I have some geo targeting code whcih I want to behave in a particular way if the site is being spidered by a robot e.g. google etc.
Is there any way to infer this?
I have some geo targeting code whcih I want to behave in a particular way if the site is being spidered by a robot e.g. google etc.
Is there any way to infer this?
Presenting different content to search engine crawlers and human visitors - called cloaking - is a risky thing, and can be punished by the search engine if detected.
That said, check out this SO answer with several links to well-maintained "bot lists". You would have to parse the USER_AGENT string and compare it against such a bot list.
You can check this by the user-agent property. For more info on user agent strings, check here: http://www.user-agents.org/ Mark the records with type "R = Robot, crawler, spider ". Bit this is not guaranteed, the user-agent property might be changes by several factors and this is not 100% reliable.
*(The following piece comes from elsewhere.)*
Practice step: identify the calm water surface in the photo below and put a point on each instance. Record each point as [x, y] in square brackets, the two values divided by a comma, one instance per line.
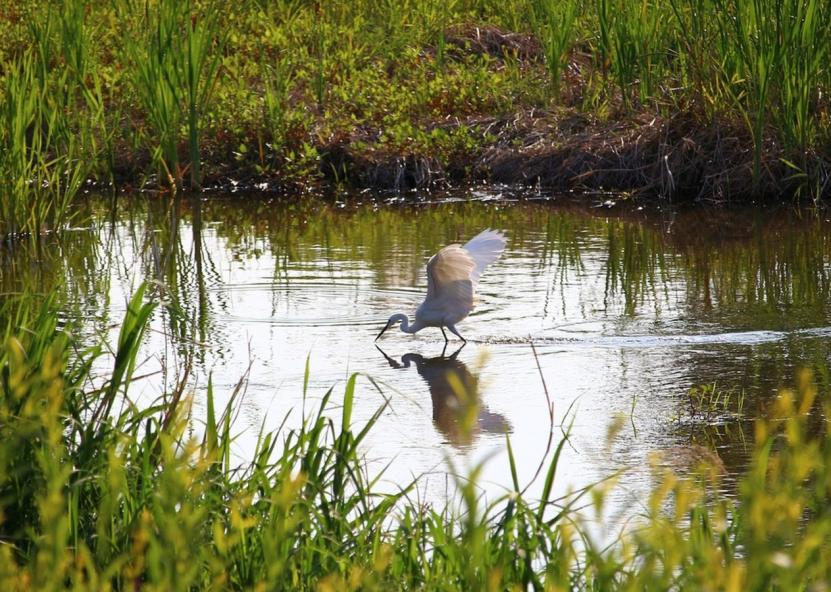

You can do it by checking for the user-agent, or the IP. It may be preferable to use the latter as it's not unknown for other, less reputable bots, to spoof the user-agent of the big guys. Even for google et al their IPs tend to be in narrow ranges, so detecting on IP shouldn't require compiling of vast lists.
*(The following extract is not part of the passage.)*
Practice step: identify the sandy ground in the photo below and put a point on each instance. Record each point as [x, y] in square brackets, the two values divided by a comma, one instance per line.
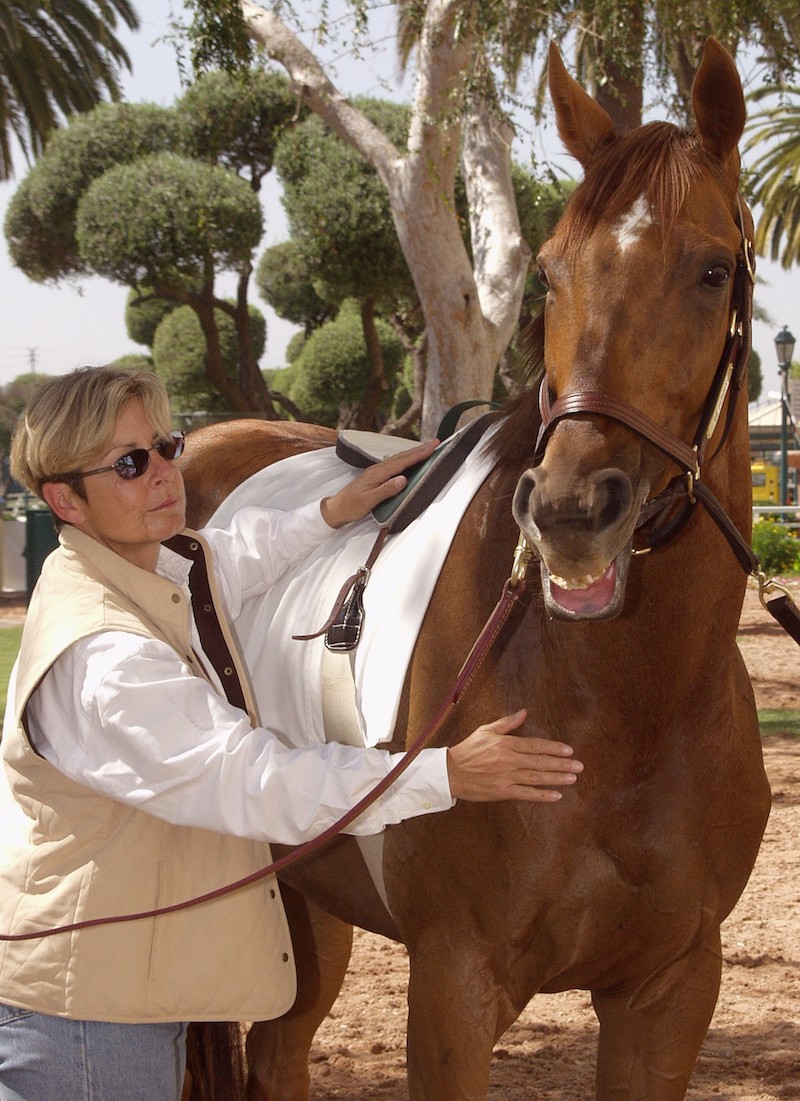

If you are only interested in the well set up reputable bots e.g. Google, Yahoo, MSN/Live/Bing/whatever-it-is-today, Ask etc then you can use round trip DNS checking.
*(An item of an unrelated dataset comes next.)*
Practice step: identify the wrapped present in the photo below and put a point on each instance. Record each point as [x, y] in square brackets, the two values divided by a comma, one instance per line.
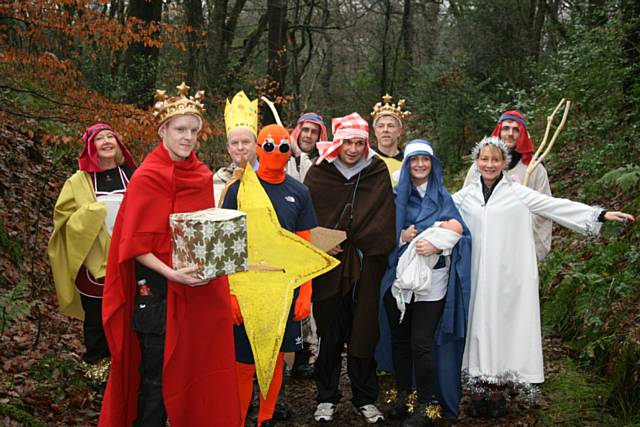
[215, 239]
1) Check for known user agent (look for known substring such as googlebot)
e.g. Mozilla/5.0 (compatible; Googlebot/2.1; +http://www.google.com/bot.html
2) Do a reverse DNS for the requesting IP and check that it comes from a reasonable domain.
e.g. rdns of 66.249.71.202 is crawl-66-249-71-202.googlebot.com (so happy that it comes from googlebot.com)
3) On it's own step 2 can be faked, so now check the dns of the A record for the result returned in step 2 and ensure you have the original requesting IP.
e.g. dns for above is
crawl-66-249-71-202.googlebot.com. A 66.249.71.202
66.249.71.202 was the requesting IP address so this is a valid googlebot.